The Southwest CEO further outlined the current situation and future plans. Describing the ongoing crisis as the worst for the US and the world since WWII, he said,
“One of the hallmarks of Southwest has been our preparedness—for the unexpected. Recessions, wars, oil price spikes, terrorism, brutal competition. You name it, we were prepared financially with a strong balance sheet, plenty of cash, low costs, and sensible affordable future commitments. (…) This time “the unexpected” turned out to be the worst crisis by far in our history.”

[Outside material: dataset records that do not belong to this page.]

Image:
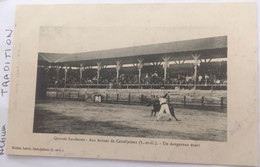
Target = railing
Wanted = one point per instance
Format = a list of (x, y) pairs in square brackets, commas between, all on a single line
[(144, 86), (132, 98)]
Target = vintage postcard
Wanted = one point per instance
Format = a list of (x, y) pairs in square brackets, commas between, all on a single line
[(147, 82)]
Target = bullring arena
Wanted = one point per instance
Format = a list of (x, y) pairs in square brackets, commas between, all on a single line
[(106, 92)]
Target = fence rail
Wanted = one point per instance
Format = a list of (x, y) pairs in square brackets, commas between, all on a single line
[(132, 98), (144, 86)]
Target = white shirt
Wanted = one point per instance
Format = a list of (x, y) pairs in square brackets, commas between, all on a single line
[(163, 100)]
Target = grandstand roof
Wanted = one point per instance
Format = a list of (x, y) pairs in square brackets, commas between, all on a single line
[(210, 48)]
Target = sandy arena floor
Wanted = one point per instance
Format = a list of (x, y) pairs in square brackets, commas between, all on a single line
[(80, 117)]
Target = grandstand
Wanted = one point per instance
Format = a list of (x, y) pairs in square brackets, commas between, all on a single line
[(194, 71)]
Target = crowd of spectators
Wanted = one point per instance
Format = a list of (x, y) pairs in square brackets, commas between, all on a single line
[(207, 74)]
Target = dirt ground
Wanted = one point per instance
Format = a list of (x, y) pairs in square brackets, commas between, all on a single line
[(80, 117)]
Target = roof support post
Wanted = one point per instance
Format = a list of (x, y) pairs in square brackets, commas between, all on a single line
[(140, 66), (46, 71), (81, 69), (66, 71), (196, 64), (118, 67), (166, 64), (58, 74), (99, 67)]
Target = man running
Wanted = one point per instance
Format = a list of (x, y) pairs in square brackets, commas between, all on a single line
[(164, 107)]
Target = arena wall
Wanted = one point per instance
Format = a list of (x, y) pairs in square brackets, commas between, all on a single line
[(142, 96)]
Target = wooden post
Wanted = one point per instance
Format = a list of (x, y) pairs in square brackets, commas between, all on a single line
[(196, 64), (57, 74), (81, 69), (118, 67), (142, 99), (65, 82), (222, 102), (129, 98), (166, 64), (99, 67), (140, 66)]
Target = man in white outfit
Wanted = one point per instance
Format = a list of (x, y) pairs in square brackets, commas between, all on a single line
[(164, 107)]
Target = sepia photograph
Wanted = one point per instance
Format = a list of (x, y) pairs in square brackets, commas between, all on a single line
[(150, 88), (141, 82)]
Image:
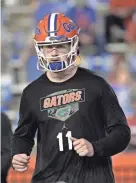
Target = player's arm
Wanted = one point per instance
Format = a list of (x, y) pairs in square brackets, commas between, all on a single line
[(6, 135), (23, 138), (115, 122)]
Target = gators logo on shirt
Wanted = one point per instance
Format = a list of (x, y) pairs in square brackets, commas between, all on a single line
[(63, 104)]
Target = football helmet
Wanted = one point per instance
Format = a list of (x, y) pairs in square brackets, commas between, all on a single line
[(56, 28)]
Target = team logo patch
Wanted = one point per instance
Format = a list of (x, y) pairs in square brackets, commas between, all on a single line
[(62, 105)]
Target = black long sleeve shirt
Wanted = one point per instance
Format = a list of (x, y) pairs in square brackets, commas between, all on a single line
[(6, 136), (85, 106)]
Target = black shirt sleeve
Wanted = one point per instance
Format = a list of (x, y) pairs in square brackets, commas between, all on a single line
[(118, 132), (23, 138), (6, 136)]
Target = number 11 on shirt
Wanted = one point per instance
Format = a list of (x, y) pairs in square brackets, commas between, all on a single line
[(60, 137)]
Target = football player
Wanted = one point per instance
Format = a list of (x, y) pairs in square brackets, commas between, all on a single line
[(79, 121)]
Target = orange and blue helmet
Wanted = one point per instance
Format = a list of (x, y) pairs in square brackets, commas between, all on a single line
[(56, 28)]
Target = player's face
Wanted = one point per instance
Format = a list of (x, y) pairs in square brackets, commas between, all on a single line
[(56, 51)]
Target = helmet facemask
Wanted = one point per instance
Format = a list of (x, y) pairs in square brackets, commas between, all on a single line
[(44, 63)]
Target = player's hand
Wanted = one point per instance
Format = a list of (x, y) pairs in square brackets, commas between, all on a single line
[(83, 147), (20, 162)]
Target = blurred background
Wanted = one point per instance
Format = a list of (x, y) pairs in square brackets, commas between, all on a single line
[(107, 46)]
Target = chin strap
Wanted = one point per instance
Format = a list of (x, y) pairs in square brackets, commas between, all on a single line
[(54, 66), (78, 60)]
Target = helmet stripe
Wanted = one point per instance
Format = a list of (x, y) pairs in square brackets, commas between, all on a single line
[(55, 22), (49, 24)]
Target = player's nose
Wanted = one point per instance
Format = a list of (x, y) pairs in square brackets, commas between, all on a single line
[(54, 52)]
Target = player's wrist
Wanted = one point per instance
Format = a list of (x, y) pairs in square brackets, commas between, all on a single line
[(91, 151)]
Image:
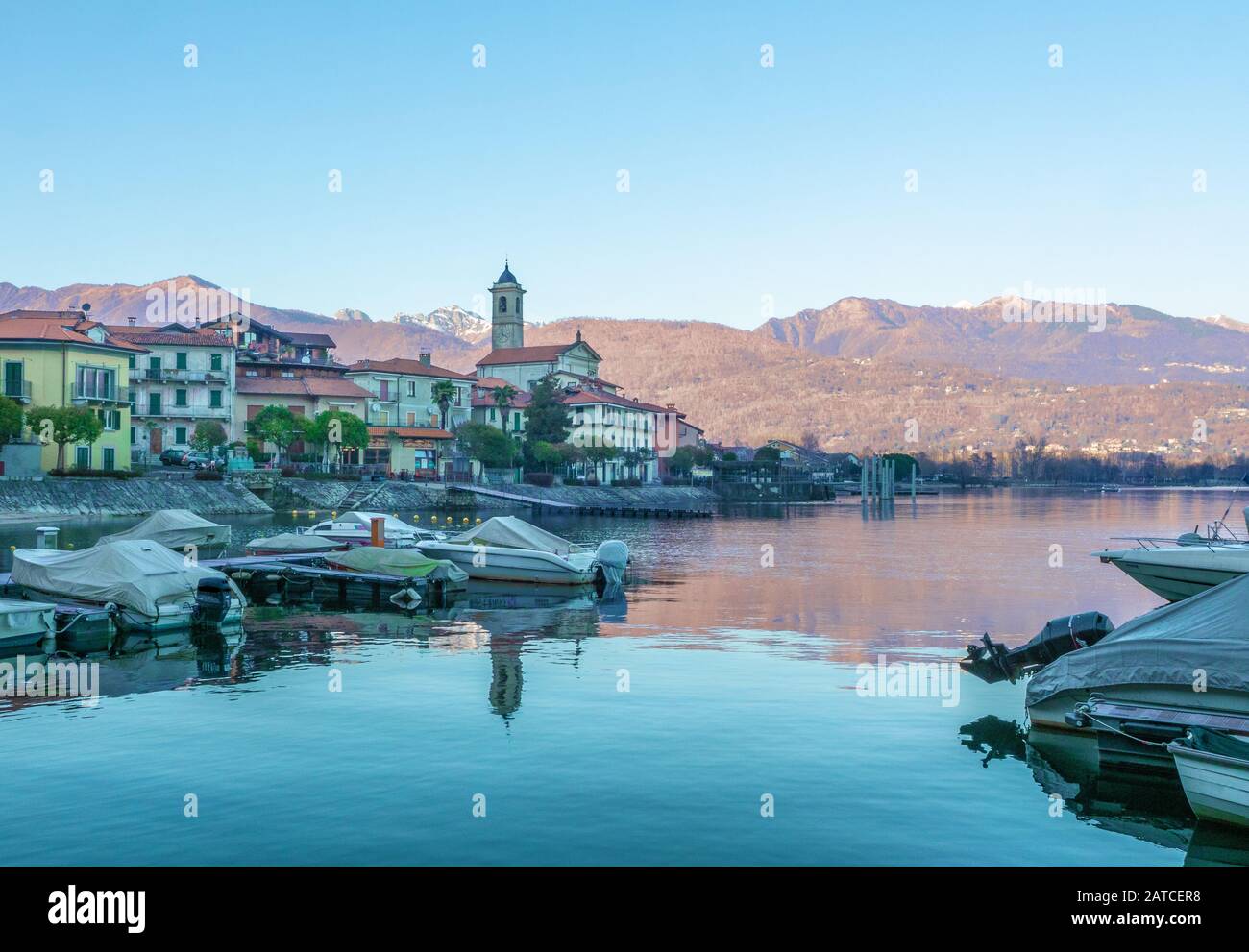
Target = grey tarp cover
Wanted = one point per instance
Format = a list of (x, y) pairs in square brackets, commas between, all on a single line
[(133, 574), (512, 532), (175, 527), (1208, 631)]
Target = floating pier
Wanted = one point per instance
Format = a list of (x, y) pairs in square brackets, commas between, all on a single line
[(603, 508)]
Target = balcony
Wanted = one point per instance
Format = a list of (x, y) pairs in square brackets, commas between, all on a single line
[(80, 394), (17, 390), (174, 375), (182, 412)]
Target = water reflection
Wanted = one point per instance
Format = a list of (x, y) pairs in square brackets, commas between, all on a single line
[(1148, 806), (500, 619)]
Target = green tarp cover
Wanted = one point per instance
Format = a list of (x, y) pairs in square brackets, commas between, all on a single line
[(400, 561)]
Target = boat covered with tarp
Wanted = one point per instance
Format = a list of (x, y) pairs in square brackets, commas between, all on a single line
[(407, 562), (153, 587), (511, 549), (176, 528), (1189, 656), (294, 544)]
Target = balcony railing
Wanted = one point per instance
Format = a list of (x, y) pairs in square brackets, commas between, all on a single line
[(80, 394), (17, 390), (174, 375), (173, 410)]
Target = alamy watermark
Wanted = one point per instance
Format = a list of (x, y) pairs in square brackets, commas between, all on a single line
[(908, 678), (50, 678), (1058, 305)]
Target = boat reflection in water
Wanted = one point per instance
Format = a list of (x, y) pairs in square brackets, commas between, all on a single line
[(1144, 805), (500, 618)]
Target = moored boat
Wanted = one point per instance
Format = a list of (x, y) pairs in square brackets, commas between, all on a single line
[(153, 587), (294, 544), (176, 528), (1214, 769), (1181, 571), (24, 624), (407, 562), (356, 528), (507, 549), (1183, 665)]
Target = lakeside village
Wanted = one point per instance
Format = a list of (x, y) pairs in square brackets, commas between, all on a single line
[(235, 399), (238, 399)]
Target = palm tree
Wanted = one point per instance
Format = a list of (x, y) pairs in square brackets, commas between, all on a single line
[(444, 393), (502, 398)]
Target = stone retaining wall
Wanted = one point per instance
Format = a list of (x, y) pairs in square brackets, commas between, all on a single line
[(123, 498)]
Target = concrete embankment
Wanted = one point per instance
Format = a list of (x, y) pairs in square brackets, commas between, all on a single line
[(330, 495), (121, 498), (678, 498), (333, 495)]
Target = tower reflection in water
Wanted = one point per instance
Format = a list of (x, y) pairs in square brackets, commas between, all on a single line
[(1148, 806), (498, 618)]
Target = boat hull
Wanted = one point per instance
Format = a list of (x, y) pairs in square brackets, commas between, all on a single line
[(516, 565), (1182, 573), (1216, 787)]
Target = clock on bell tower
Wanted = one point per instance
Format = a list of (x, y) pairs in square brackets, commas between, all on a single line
[(506, 319)]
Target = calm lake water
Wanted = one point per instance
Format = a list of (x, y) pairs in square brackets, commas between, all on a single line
[(741, 685)]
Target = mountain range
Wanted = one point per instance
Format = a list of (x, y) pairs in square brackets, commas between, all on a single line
[(852, 374)]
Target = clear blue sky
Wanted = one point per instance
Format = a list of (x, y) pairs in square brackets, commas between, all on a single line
[(745, 182)]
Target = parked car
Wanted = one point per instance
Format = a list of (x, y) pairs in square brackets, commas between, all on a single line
[(198, 458)]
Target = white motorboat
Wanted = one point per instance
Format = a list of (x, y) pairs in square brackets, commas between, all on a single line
[(151, 587), (1214, 769), (507, 549), (1178, 573), (356, 528), (178, 528), (25, 624)]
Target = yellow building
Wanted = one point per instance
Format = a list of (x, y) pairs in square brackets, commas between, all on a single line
[(63, 358)]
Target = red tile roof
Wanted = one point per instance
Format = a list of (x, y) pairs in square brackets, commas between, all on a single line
[(412, 368), (540, 354), (57, 328), (303, 386), (173, 336), (586, 398), (411, 432)]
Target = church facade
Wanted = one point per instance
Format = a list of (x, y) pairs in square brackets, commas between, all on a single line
[(640, 432)]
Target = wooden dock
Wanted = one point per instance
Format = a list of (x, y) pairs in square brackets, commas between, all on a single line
[(577, 508)]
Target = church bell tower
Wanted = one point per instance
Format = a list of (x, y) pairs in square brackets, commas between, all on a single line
[(506, 319)]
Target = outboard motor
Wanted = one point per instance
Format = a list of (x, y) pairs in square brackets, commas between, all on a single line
[(993, 662), (612, 558), (211, 599)]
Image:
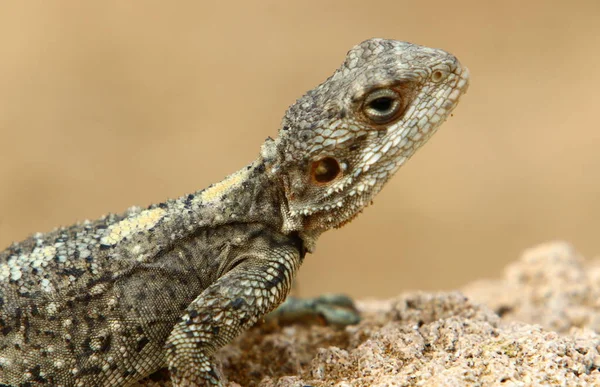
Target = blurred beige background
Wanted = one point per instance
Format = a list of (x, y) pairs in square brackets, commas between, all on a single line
[(107, 104)]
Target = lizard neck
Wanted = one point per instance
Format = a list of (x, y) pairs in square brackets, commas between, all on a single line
[(246, 196)]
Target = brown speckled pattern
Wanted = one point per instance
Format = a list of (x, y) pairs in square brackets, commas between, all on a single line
[(108, 302)]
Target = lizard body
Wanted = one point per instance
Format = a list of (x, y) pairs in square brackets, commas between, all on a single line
[(108, 302)]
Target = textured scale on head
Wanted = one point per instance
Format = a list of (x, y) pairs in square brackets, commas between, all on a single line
[(343, 140)]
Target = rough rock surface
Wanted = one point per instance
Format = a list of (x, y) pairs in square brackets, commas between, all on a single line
[(549, 307)]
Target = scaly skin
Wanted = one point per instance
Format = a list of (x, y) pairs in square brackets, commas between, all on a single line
[(108, 302)]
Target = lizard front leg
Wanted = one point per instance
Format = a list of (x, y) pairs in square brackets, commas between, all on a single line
[(256, 285)]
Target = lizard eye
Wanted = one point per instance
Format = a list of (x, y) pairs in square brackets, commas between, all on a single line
[(325, 170), (382, 105)]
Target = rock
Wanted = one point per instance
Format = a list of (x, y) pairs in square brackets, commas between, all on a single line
[(535, 326)]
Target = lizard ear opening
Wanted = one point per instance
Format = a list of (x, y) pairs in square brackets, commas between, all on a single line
[(325, 170)]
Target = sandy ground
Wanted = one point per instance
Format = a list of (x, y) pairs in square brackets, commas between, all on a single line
[(535, 326), (109, 104)]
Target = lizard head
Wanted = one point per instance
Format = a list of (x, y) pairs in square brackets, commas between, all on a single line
[(342, 141)]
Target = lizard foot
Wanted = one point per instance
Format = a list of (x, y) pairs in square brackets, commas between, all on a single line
[(330, 309)]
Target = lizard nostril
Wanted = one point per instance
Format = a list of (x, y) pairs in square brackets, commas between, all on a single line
[(325, 170)]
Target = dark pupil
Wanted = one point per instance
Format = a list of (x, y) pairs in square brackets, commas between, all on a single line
[(382, 104), (326, 170)]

While we continue to plan for multiple scenarios and maintain our preparedness, we are pleased to share that based on the strong take rates from our voluntary programs, we do not currently intend to pursue furloughs, layoffs, or pay cuts during 2020. #SouthwestHeartStrong pic.twitter.com/1LmEocExW4
— Southwest Airlines (@SouthwestAir) July 23, 2020
Passenger numbers down by 70%
Southwest Airlines has lost nearly $1.6 billion so far this year, with 95% of that number occurring in the second quarter. And while the US market was showing tentative signs of recovery a month ago, the recent spike in cases in several states has quickly dampened the burgeoning optimism.
The airline is back to carrying more passengers than during the darkest days of the pandemic. However, numbers are still down by 70% of the same period last year. At the peak of the crisis, Southwest had 400 aircraft grounded. Now it has about 100 of its 737s parked but is still operating a heavily reduced schedule.
Carrier in “intensive care”
Mr Kelly said that his company is in “intensive care,” with a daily cash-burn rate of $20 million. Aircraft sale-and-leaseback agreements, along with loans, have provided the airline with $12.2 billion in cash. The selling of stocks to investors has generated about $2.2 billion, and the CARES Act funding $3.2 billion.
This should be enough to see the airline and the 70% of its staff that chose to remain through a little while longer. And while the industry does need to face a new reality and the potential for a prolonged pandemic, perhaps Southwest’s model of low-cost, single narrowbody aircraft type and point-to-point network could be the best suited for the task.